AEM : Nous voulions travailler sur l’idée de souffle coupé. Avec Matthieu Guillin, nous avons commencé par écouter les échanges que j’avais enregistrés et dans lesquels, la personne interviewée a toujours le souffle coupé et s’arrête de parler. Cette sensation de souffle coupé est aussi présente dans la poésie hassanya lorsqu’elle est clamée. Ce sont des passages qui m’intéressent beaucoup dans ce qu’ils transmettent sans dire, dans ce qu’ils disent de l’impuissance du langage. Nous nous sommes donc concentrés sur cela, sur ces souffles coupés, sur ces moments où le langage devient comme une pierre dans la gorge. Ces souffles et ces inspirations sont la base de la composition. Puis nous avons ouvert cette idée aux sons des autres éléments enregistrés, notamment le vent. En parallèle, nous avons travaillé avec une plante qui revient souvent dans mon travail : le daghmous. Le daghmous est d’ailleurs un des protagonistes du film Galb’Echaouf. Dans la poésie hassanya, on raconte que cette euphorbe était ouverte et fleurie, puis qu’elle a développé sa forme actuelle proche du cactus, comme une réponse au rude contexte extérieur. À l’aide de micros spéciaux et non invasifs, nous avons enregistré les sons émis par le daghmous. Ces enregistrements construisent eux-aussi une part importante de la pièce sonore Al Amakine. Pour résumer, cette pièce sonore est composée à partir de souffles coupés, de paroles impuissantes et de sons du daghmous, du vent et des pierres.

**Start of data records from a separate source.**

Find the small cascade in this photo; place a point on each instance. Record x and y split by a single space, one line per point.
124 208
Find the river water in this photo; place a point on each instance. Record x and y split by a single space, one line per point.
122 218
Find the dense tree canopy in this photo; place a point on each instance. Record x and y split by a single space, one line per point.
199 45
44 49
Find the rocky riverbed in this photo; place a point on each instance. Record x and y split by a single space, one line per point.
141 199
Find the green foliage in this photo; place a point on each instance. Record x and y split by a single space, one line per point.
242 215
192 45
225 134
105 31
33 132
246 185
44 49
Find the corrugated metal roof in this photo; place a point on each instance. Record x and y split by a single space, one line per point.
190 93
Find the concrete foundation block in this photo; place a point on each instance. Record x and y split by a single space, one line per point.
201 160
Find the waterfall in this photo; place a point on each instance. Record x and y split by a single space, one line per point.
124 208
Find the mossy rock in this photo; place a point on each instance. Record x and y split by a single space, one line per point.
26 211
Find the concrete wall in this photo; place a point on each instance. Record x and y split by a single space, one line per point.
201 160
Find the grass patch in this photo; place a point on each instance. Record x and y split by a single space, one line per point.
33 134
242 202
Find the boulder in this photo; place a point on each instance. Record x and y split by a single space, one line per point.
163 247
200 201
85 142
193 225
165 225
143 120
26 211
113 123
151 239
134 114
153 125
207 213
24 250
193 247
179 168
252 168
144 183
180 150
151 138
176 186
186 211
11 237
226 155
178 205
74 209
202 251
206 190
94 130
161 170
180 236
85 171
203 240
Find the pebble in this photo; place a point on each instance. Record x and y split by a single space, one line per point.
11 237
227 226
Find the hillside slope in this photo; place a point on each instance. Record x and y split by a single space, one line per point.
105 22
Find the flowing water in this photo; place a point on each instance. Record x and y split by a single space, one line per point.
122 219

ÉR : Face à cette incapacité du langage à revenir aux faits, tu t’es tourné vers la mémoire cellulaire du daghmous comme un autre moyen d’accès à l’histoire. Peux-tu décrire comment le daghmous se fait-il aussi le témoin d’une histoire et de ses traumatismes, de quels récits est-il porteur ?
AEM : Pour moi, le daghmous est une plante qui a vécu tout ce qu’il s’est passé sur ce territoire et qui est restée sur place. En ce sens, elle est un témoin à considérer. D’ailleurs, Khadija, une des figures du film Galb’Echaouf, m’invite à m’orienter vers les plantes épineuses et vers les ruines, à les écouter pour reconstituer des événements précis. La poésie raconte beaucoup de choses sur ces identités non-humaines, considérées comme des individus à part entière dans le Sahara, porteurs et transmetteurs de récit. Tout cela fait que cette plante prend une place très importante. Comme toutes les autres plantes avec lesquelles je travaille, elles racontent des histoires, elles perçoivent les environnements mais s’expriment avec des formes et des moyens qui nous échappent en tant qu’humain·es.